At the University of Maine at Presque Isle, Idella Thompson served as the institution’s Maine Policy Scholar. Thompson, a native of Caribou, recently graduated from UMPI with a Bachelor’s degree in Criminal Justice with minors in pre-law and women’s studies. During her Maine Policy research year, Thompson looked at protection from abuse (PFA) orders in Maine and improvements that could be made.
This research sprang out of a service learning project that took place two years ago in a Domestic Violence class taught by UMPI Criminal Justice professor Dr. Lisa Leduc. Hope and Justice Project had approached Dr. Leduc about having students gather data regarding PFA orders on behalf of the nonprofit. Students who undertook this project, including Thompson, collected data concerning protection from abuse orders filed in Aroostook County courthouses during the past five years (2010-2014).
Thompson and her fellow researchers spent hundreds of hours reviewing 1,600 PFA files, gathering about 80 variables from each file, and with each file taking an average of 20 minutes to review. She finished that process during a summer field experience class. While reviewing files, she noted demographic information, what led victims to receive a protection from abuse order, what victims requested on the release, what the judge gave them for relief, and if there were children involved.

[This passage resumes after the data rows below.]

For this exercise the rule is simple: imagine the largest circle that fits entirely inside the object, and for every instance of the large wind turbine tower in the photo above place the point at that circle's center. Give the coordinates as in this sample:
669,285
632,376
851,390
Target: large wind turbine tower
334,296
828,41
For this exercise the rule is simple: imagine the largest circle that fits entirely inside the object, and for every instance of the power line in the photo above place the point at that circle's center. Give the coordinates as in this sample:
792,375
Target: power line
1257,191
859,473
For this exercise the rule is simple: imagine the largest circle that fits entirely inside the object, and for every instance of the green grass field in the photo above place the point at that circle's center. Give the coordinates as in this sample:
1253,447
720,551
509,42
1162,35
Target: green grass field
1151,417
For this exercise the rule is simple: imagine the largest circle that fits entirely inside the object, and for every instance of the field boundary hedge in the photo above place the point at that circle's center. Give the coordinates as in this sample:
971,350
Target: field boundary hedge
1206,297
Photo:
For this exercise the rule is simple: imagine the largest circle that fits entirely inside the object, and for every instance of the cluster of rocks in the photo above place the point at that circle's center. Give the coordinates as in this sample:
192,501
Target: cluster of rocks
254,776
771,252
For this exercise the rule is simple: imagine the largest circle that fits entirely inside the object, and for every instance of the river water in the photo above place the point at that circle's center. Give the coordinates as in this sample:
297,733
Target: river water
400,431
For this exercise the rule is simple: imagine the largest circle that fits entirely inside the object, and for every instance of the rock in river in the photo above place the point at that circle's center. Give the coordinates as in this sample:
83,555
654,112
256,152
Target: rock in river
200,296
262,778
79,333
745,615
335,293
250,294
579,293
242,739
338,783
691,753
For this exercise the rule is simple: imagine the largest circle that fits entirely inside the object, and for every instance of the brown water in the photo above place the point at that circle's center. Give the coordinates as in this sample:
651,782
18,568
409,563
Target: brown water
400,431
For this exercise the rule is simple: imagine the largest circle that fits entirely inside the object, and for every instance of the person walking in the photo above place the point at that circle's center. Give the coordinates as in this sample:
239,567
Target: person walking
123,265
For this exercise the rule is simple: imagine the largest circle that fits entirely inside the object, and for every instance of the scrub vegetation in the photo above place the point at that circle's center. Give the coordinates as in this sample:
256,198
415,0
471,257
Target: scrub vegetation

“One of the things that was statistically significant was that the only way to be guaranteed to get an order is to have a lawyer,” Thompson said, “which is backwards because the process is supposed to be pro se, which means you can do it yourself, but that’s not necessarily the case.”
After completing her initial research, Thompson applied to the Maine Policy Scholar program in hopes of presenting her recommendations to a broader audience. She followed up her data by conducting qualitative interviews with law enforcement officials, a judge, district attorneys, defense attorneys, and victim advocates, who discussed what they felt worked effectively and changes they would recommend regarding PFA orders in Maine.
Based on the file reviews and interviews, Thompson made three recommendations. She suggested that Maine courthouses use standard PFA order forms, which are easier for people to understand, instead of a more complicated agreement that is worked out in court. She also recommended that the state provide victims with a court-appointed attorney to answer any questions, and that the form include a box that a judge can check that indicates the plaintiff cannot contact the defendant.
On April 28, Thompson presented her findings and recommendations to a panel of Maine legislative officials at the University of Maine at Orono.
“We have worked on this for a really long time. It’s exciting to finally have our actual recommendations that have come out of the whole process,” Thompson said. “I hope that people can take it to heart and reflect on some of the issues that the PFA system has.”
Thompson also expressed gratitude toward the Maine Policy Scholar program for allowing her to present her findings in a public setting with the goal of influencing positive change.
“We felt it was a good avenue to present these recommendations. Otherwise, there was this data that we would see and that Hope and Justice Project would see, but no one else would,” Thompson said.
While Thompson’s Maine Policy research has concluded, her hope is that the work will continue with another UMPI student who could conduct a follow-up study and that her current research will be used to help implement changes within Maine’s PFA system.
“It has been very exciting to see Idella work on this research for over two years,” Dr. Leduc said. “She has been able to present at two academic conferences and her final policy memo has already been used by town managers to help in law enforcement training on the process of PFA’s. Everyone that she interviewed had the opportunity to request information from our data set; I will be following up with those stakeholders to provide further outcomes from our statistical analysis.”
The Maine Policy Scholars Program was conceived by the late Peter Cox and funded by many donors as a means of engaging students in the University of Maine System in the public policy process. The program is managed by the Maine Community Foundation with input from an advisory committee.